In case of a problem with the data or its use: Notification is a particularly effective way of informing people about adverse events involving their data, such as a data breach resulting in publication on other sites or compromised account security due to leaked credentials (e.g. email and password). For these types of events, which are completely invisible to people, notification allows them to be quickly informed of the problem and the potential things they can do to protect themselves and minimise any risk to personal information. For example, in the case of a login leak, people can be advised to change their passwords. Notification can be implemented in addition to a fixed element or other means of communicating the issue (e.g. email).
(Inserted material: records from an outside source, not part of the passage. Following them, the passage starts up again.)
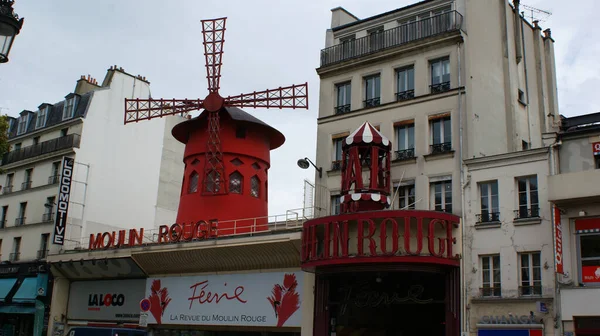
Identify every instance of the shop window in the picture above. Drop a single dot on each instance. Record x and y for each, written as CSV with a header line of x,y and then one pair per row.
x,y
255,186
236,183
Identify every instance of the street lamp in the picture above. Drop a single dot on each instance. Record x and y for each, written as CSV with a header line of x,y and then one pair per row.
x,y
10,26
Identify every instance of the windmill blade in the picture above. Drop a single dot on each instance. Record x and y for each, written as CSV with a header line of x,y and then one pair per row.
x,y
214,36
294,96
146,109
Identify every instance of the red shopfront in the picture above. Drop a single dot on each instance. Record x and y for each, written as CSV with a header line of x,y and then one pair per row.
x,y
384,273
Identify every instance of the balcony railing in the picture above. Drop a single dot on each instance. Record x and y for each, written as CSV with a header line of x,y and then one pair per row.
x,y
441,148
405,154
57,144
404,34
524,213
405,95
47,217
42,254
53,179
342,109
14,256
7,190
26,185
372,102
487,217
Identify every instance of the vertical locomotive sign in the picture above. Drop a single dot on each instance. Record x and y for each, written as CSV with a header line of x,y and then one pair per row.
x,y
62,206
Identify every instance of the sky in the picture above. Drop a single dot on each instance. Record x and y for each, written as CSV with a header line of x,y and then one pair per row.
x,y
268,43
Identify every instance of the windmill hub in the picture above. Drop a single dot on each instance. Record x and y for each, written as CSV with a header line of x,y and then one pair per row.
x,y
213,102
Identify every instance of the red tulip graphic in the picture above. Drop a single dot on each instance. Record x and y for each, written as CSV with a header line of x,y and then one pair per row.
x,y
284,299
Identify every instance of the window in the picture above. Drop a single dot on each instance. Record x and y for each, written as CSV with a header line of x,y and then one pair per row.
x,y
40,120
235,183
372,91
335,205
528,198
343,92
406,196
440,75
3,217
43,252
22,127
405,136
69,109
254,186
531,273
193,183
405,82
441,135
337,154
14,256
442,195
490,271
490,209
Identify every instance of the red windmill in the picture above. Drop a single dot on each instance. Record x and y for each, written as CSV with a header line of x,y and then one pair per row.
x,y
225,146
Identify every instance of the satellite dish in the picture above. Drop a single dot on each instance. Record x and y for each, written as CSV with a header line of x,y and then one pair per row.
x,y
303,163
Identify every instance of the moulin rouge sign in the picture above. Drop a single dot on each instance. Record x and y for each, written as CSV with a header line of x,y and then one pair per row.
x,y
378,234
166,234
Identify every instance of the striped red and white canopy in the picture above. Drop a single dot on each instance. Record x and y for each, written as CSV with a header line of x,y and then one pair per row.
x,y
367,134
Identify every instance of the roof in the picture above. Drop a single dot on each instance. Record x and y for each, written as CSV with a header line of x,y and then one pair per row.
x,y
181,130
367,134
381,15
53,118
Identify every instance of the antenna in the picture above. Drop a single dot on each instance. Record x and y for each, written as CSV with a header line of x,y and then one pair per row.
x,y
535,14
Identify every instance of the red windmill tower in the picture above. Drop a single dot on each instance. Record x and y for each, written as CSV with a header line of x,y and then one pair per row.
x,y
227,151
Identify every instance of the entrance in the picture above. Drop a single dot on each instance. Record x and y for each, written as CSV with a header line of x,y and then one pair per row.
x,y
382,303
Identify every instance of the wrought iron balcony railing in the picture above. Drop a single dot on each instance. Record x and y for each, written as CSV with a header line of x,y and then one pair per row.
x,y
65,142
487,217
372,102
405,95
53,179
14,256
42,254
523,213
440,87
7,190
401,35
47,217
405,154
26,185
441,148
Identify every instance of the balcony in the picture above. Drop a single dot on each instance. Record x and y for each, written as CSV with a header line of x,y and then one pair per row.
x,y
46,147
14,256
26,185
441,148
526,213
405,154
47,217
401,35
405,95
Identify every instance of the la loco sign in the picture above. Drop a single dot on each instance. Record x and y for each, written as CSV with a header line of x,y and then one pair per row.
x,y
259,299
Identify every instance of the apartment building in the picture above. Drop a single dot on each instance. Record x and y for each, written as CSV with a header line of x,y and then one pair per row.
x,y
573,189
465,91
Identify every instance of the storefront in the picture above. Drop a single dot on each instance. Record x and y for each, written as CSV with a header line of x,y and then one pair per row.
x,y
220,305
25,291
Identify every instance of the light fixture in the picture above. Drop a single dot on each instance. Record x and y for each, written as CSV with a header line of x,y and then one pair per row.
x,y
10,26
305,163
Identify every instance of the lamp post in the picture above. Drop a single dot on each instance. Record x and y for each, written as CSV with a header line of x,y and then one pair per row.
x,y
10,26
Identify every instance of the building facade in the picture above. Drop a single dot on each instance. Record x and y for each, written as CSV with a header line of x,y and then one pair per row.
x,y
573,190
470,114
73,168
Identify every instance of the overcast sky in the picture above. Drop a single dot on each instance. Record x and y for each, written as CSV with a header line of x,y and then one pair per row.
x,y
268,44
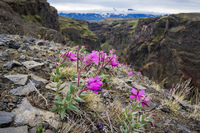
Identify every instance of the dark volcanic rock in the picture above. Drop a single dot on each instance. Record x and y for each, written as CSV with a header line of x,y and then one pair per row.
x,y
5,117
22,129
167,48
19,79
11,64
13,44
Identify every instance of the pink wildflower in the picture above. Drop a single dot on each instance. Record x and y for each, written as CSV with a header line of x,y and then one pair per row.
x,y
92,58
94,84
137,94
171,91
69,55
138,72
114,62
145,102
152,125
130,73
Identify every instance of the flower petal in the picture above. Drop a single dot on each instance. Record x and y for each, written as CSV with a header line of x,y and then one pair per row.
x,y
141,92
132,97
134,91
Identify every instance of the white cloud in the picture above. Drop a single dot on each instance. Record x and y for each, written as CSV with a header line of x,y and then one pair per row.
x,y
161,6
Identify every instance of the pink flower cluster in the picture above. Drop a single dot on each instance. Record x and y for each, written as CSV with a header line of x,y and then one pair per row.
x,y
139,95
94,84
96,57
69,55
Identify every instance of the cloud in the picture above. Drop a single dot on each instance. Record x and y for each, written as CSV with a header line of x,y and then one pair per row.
x,y
161,6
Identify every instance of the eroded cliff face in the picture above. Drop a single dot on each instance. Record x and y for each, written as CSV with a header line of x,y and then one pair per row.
x,y
36,11
167,48
19,17
162,48
78,33
114,34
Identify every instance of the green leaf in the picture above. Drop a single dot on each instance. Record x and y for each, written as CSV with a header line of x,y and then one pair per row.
x,y
126,126
54,109
60,60
68,96
62,88
58,102
134,107
73,107
133,113
62,113
138,130
58,98
139,107
64,101
79,88
61,76
73,102
64,64
72,89
141,125
145,122
73,75
57,70
137,125
126,113
150,119
57,79
133,122
78,99
58,86
54,77
140,117
143,117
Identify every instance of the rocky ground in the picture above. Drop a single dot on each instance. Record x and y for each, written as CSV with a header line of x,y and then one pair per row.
x,y
26,98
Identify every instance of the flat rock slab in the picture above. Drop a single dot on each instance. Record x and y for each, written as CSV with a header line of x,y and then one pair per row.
x,y
19,79
27,114
22,129
32,64
139,87
13,63
23,90
52,86
39,79
5,117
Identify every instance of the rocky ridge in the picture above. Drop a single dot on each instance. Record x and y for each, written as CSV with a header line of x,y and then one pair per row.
x,y
164,48
25,64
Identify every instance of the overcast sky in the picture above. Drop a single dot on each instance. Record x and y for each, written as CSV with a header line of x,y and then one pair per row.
x,y
158,6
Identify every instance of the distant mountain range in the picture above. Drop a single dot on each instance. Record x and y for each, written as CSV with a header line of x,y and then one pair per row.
x,y
130,13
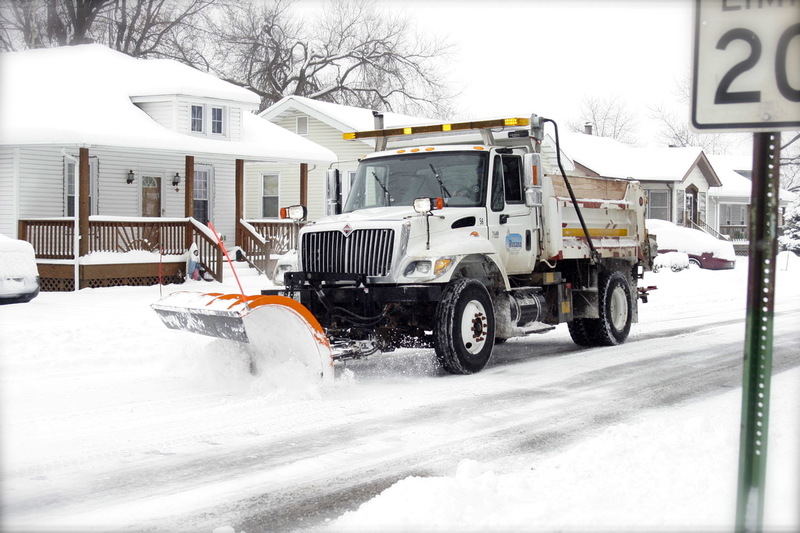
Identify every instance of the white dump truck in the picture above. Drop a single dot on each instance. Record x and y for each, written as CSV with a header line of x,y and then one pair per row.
x,y
460,246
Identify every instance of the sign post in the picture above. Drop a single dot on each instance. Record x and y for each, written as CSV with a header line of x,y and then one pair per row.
x,y
745,79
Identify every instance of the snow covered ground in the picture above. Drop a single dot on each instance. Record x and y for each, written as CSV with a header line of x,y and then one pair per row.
x,y
95,392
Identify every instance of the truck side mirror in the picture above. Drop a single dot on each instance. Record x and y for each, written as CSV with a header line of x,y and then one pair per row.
x,y
532,179
333,194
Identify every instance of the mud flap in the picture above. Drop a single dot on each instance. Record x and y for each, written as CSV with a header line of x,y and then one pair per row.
x,y
272,325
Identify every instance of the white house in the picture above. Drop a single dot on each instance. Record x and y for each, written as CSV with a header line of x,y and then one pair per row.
x,y
323,123
140,138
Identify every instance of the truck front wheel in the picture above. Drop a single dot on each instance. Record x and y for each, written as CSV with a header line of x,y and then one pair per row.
x,y
464,333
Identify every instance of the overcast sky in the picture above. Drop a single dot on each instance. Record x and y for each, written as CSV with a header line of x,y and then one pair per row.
x,y
546,56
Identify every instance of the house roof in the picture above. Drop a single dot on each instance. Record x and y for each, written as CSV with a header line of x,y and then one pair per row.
x,y
342,117
735,186
612,159
82,95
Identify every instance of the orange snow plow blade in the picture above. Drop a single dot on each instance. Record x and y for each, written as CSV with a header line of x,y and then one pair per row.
x,y
267,323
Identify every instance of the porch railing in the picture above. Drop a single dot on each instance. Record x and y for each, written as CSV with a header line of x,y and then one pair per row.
x,y
283,235
54,238
257,249
702,226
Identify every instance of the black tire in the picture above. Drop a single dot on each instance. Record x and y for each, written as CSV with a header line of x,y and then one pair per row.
x,y
616,309
464,331
580,329
616,314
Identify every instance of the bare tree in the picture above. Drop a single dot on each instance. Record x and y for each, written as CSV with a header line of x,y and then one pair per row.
x,y
354,54
609,118
675,131
790,161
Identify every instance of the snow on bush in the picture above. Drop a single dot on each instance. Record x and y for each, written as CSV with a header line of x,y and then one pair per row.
x,y
790,240
691,241
674,261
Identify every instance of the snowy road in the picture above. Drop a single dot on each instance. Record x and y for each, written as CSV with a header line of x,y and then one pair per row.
x,y
112,421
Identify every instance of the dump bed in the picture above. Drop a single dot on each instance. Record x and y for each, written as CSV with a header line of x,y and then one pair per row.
x,y
614,212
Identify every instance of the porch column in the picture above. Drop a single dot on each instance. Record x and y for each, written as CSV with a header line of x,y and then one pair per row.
x,y
304,184
83,201
188,209
239,210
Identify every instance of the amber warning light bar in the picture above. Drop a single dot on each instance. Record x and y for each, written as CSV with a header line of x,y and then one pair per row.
x,y
437,128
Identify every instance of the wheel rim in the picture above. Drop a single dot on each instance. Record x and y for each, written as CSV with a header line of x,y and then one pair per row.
x,y
474,325
618,308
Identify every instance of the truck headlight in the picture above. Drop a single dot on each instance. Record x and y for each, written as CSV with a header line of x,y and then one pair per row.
x,y
441,265
428,269
417,268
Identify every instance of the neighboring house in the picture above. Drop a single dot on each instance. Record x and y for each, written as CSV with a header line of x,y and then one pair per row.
x,y
730,204
269,188
677,181
148,150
When setting one’s preferences : notifications can be integrated as feedback following a setting action. Thus, the notification can appear one month later to remind the person of their choice and use examples to illustrate the consequences of the setting in concrete terms. For example, one month after consenting to the use of one’s data for personalised advertising purposes, a notification appears reminding the individual of this consent and giving a “personalised” example of the purpose thus accepted: “We have determined that you like music and hard rock, so we have offered you an advertisement for the Greatplay concert”. This delayed association between information and action allows the person to have a concrete feedback on the choice they have made.


Care should be taken not to overburden people with too many notifications, as this can lead to a form of cognitive overload. Apart from being irritating to use, this could ultimately have a counterproductive effect on people, leading them to ignore notifications altogether. Furthermore, some operating systems manage “notification budgets”: if your application tries to send too many notifications, some will be ignored. Be careful in this case to ensure that data protection notifications are received and prioritised.
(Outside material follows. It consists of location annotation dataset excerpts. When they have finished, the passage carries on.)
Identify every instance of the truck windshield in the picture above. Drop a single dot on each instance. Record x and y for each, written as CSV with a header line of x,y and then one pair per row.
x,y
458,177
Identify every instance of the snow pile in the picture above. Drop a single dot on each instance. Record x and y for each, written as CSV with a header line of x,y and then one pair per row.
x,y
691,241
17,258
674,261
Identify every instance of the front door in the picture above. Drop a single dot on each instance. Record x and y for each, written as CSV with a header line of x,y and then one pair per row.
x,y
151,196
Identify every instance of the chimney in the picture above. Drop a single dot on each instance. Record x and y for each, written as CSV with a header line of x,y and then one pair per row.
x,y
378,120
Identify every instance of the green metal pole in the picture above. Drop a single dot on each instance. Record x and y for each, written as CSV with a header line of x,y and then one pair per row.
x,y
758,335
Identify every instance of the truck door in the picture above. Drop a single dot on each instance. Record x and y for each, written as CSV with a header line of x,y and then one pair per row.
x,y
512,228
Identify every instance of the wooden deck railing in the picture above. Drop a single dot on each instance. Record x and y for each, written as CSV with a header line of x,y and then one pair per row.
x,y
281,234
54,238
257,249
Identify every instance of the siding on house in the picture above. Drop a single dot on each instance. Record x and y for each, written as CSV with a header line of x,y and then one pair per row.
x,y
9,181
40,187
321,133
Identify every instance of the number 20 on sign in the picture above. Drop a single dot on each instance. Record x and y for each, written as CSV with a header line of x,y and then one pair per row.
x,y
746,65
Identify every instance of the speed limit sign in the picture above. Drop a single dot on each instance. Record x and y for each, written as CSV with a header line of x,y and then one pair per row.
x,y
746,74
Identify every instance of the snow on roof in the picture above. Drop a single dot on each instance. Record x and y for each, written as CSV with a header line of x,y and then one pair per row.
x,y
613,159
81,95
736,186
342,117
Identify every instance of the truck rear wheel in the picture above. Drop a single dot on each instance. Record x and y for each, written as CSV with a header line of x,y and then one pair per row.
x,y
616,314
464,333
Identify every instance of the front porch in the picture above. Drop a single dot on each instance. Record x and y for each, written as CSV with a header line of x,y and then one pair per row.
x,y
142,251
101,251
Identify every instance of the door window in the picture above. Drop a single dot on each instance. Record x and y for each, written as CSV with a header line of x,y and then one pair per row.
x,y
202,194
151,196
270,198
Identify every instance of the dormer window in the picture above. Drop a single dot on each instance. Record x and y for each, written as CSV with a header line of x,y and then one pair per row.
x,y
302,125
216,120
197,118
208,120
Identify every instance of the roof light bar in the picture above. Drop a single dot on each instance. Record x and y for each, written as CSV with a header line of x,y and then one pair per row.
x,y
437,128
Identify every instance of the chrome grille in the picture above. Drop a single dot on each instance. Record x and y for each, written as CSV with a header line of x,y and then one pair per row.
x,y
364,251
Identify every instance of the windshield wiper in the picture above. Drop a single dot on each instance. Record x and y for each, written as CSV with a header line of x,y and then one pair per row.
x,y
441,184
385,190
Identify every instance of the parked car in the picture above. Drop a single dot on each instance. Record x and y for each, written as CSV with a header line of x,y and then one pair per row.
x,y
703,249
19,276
It is important to ensure that notifications are delivered through the right channel and at the right time for the person to ensure that they are aware of the information and potentially have time to take action if necessary or desired;

It is important to choose an appropriate notification channel: some notifications are persistent (email, account alert) and others ephemeral (mobile notification). The choice must take into account the context of use, the need for the user to perform an action or to keep a record.

Notifications are commonly used to alert the user to new content or an alert. There is a risk that notifications related to data protection and privacy to be drowned out by them, as the person will not identify them as addressing specifically personal data matters. It is therefore preferable to use a distinctive style for such notifications. This is particularly the case in mobile environments where operating system providers offer push notification services. Again, a distinction should be made between notifications related to data management and those related to the use of the service (e.g. a news alert). Some mobile operating systems allow applications to have different notification channels. In this context, it may be useful to have a channel dedicated to “Security and Privacy” information.

While, depending on the case, a notification alone does not always meet the information obligation under the RGPD, it can act as an initial alert to access the full information.

Alerts should not prompt the sharing of more data or the changing of settings that would impact the privacy of the individual.


Possible approach (animation)

The person receives a notification on their account, represented by an icon that is linked to data protection. When opening it, the notification is highlighted and reminds that geolocation has been active for two weeks. A link makes it easy to disable this feature if the person wishes.

Attention point (animation)

In this project management application, the notification relating to the setting of access to the various projects and profiles of the people working on them is found in the middle of project management notifications. Nothing is done to make this notification more visible, either by using a specific graphic code or by prioritising it in the list of notifications.